Deepseek on a smartphone
Dhruv Bhutani / Android Authority
TL;DR
  • OpenAI claims DeepSeek “distilled” its AI model, which violates its terms of service.
  • This process involves one model asking another model questions to improve its own results over time.
  • Meanwhile, the US Navy has banned members from using DeepSeek due to “potential security and ethical concerns.”

DeepSeek continues to send shockwaves throughout the AI industry after jumping to the top of app stores and providing answers that seemingly rival ChatGPT for significantly less financial investment. Now, OpenAI is claiming that one of the reasons DeepSeek AI is so good is that it copied ChatGPT’s homework.

According to Bloomberg News, Microsoft and OpenAI say they have evidence that a large amount of data was withdrawn from ChatGPT in the fall, and they suspect it was used to “distill” the knowledge from ChatGPT into DeepSeek’s R1 model, which was released last week. Essentially, this process involves using the output from one model to refine the results of a separate model.

Using one AI model to improve another is common practice, but its legality is still up in the air.

While it’s not immediately clear whether this is explicitly illegal, it does violate OpenAI’s terms of service. Speaking with the Financial Times, someone close to OpenAI pointed out that this is common practice in the AI industry and OpenAI even facilitates the process for developers.

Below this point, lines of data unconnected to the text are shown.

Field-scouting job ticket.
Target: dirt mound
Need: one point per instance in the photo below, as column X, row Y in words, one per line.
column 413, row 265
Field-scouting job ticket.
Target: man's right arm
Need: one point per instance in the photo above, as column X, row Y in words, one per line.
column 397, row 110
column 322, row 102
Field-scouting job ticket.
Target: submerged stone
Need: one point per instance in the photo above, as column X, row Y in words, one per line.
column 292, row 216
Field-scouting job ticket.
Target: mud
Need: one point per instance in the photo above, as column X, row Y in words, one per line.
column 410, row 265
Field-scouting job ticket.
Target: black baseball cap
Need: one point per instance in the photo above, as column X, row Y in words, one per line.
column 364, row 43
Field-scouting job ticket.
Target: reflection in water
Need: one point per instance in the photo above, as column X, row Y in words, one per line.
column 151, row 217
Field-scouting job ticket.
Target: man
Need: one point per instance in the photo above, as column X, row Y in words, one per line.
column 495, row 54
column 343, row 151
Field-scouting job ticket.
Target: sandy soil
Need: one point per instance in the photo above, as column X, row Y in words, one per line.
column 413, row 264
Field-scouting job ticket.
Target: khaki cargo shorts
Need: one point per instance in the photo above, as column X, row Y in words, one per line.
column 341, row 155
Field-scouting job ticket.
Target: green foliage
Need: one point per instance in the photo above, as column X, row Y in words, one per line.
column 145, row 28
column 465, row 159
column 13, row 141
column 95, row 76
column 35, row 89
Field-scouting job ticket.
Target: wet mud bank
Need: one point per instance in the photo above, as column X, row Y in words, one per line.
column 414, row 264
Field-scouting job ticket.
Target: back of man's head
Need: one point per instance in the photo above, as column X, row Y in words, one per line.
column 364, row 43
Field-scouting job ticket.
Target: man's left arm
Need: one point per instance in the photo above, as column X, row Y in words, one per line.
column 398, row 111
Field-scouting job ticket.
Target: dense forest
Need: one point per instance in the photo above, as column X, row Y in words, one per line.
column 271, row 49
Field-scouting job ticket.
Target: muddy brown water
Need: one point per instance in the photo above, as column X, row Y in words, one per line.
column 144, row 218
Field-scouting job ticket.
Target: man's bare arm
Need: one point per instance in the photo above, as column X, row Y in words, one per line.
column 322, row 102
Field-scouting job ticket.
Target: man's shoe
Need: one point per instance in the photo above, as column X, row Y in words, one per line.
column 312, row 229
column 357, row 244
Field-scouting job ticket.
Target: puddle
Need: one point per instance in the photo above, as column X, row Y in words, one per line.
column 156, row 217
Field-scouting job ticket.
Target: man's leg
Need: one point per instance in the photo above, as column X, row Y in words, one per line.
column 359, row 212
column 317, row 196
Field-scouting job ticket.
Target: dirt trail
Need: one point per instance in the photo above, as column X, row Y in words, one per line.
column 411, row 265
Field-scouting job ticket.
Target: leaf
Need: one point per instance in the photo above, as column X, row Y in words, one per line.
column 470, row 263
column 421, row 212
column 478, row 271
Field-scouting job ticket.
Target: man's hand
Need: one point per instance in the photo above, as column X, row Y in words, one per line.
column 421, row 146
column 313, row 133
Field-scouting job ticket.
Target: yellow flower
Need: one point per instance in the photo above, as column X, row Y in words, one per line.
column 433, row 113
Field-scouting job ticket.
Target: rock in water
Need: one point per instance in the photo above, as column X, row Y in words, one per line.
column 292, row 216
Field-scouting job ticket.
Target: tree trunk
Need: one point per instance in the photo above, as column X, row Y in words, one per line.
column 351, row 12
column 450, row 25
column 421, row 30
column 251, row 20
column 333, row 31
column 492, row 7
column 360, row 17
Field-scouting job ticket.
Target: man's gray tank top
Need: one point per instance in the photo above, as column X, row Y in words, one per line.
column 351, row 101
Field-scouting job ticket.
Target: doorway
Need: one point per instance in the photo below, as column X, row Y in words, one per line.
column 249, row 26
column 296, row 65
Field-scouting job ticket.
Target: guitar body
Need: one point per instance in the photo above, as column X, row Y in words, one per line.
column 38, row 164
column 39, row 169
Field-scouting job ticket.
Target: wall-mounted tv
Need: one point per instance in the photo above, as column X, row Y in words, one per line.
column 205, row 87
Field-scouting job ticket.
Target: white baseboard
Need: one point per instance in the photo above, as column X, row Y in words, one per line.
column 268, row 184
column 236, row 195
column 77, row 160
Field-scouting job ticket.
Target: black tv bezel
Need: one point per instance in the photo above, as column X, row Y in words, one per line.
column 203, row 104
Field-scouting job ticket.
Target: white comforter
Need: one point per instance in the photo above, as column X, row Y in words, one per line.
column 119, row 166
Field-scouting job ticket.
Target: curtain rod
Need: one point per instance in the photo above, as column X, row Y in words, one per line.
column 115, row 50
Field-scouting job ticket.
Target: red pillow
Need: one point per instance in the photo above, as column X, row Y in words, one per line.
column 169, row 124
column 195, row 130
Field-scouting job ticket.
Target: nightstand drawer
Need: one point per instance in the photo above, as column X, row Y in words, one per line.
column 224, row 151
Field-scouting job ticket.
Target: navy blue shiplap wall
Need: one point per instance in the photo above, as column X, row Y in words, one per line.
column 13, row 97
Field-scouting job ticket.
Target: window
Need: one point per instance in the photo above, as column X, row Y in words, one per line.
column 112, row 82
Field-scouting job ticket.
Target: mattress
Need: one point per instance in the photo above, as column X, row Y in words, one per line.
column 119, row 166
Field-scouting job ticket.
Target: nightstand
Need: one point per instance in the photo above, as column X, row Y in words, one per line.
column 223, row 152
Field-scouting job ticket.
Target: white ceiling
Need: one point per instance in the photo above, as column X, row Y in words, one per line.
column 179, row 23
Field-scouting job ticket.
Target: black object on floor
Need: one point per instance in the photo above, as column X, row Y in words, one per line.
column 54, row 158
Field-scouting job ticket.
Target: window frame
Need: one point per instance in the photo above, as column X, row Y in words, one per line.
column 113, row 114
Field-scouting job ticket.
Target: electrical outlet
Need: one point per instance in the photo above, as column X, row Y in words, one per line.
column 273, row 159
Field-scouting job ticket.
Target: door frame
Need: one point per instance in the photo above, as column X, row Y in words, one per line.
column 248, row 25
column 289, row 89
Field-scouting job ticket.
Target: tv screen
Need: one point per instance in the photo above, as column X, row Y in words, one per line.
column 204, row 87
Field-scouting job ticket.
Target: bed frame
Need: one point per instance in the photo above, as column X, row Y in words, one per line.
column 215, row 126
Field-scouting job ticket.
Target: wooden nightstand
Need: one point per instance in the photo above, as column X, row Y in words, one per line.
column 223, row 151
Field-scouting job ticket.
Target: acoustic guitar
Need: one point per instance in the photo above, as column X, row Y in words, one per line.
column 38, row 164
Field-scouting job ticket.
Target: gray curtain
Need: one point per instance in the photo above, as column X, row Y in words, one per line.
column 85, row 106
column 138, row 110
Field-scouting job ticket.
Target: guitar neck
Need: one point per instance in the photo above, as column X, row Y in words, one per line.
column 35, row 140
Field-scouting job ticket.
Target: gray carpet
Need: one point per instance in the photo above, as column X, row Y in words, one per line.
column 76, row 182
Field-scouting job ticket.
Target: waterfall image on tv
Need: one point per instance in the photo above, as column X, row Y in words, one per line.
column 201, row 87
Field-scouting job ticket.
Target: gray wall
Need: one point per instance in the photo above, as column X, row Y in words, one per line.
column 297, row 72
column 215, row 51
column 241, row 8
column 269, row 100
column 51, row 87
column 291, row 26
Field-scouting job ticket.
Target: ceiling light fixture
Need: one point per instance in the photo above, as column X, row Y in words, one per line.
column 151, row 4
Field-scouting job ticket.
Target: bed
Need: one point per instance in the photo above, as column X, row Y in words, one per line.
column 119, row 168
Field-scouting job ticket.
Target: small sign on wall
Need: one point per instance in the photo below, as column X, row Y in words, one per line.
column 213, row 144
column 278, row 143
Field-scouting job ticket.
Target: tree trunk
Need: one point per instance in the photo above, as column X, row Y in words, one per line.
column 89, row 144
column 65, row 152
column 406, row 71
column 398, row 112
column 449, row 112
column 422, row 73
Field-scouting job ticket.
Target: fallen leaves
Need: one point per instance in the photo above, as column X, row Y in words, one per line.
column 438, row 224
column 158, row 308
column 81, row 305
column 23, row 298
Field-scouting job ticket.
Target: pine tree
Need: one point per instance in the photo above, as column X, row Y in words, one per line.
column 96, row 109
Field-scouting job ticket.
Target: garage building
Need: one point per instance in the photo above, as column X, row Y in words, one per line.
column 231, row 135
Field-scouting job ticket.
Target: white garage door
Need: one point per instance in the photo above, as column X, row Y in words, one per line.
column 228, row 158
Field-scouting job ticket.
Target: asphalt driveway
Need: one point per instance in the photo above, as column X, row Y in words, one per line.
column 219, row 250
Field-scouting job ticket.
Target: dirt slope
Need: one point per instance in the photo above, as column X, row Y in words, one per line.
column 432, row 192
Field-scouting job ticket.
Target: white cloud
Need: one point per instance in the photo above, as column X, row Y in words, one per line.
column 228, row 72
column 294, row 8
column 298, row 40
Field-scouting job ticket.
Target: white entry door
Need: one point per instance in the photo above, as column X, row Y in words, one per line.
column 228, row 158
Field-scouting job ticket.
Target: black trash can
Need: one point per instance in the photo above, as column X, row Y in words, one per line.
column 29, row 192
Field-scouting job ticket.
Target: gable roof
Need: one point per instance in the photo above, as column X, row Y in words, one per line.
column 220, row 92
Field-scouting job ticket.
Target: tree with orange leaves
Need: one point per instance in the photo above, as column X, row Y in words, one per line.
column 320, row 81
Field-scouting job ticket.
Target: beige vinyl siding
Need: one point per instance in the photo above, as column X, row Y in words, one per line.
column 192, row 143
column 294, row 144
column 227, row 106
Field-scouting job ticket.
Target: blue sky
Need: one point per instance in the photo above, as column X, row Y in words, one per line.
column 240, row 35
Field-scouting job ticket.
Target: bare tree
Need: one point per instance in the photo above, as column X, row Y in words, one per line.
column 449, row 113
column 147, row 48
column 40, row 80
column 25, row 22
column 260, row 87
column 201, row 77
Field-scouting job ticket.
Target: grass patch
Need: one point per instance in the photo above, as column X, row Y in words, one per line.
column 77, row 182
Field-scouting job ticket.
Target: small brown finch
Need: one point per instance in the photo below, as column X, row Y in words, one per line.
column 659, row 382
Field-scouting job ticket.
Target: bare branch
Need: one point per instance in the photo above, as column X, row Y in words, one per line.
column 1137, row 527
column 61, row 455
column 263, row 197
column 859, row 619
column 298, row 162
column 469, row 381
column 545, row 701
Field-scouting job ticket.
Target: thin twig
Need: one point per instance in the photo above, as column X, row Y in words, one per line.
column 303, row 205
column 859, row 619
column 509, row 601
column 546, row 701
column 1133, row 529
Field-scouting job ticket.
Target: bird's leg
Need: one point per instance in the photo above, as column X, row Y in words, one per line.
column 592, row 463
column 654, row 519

The issues arise when it’s used to create models that compete with OpenAI, even if DeepSeek’s R1 model is open weights.

In an interview on Fox News, President Donald Trump’s AI and crypto tsar David Sacks claimed “there’s substantial evidence that DeepSeek… distilled the knowledge out of OpenAI models…”, but stopped short of providing the evidence itself. He also could not confirm whether IP theft had occurred.

OpenAI itself is currently on the other side of several copyright infringement cases, most famously with The New York Times, for training its models on articles and other content without permission.

Meanwhile, the US Navy has banned the use of DeepSeek’s models for its members, citing “potential security and ethical concerns.” This is likely just the first of many bans to come as the global battle for AI supremacy heats up in 2025.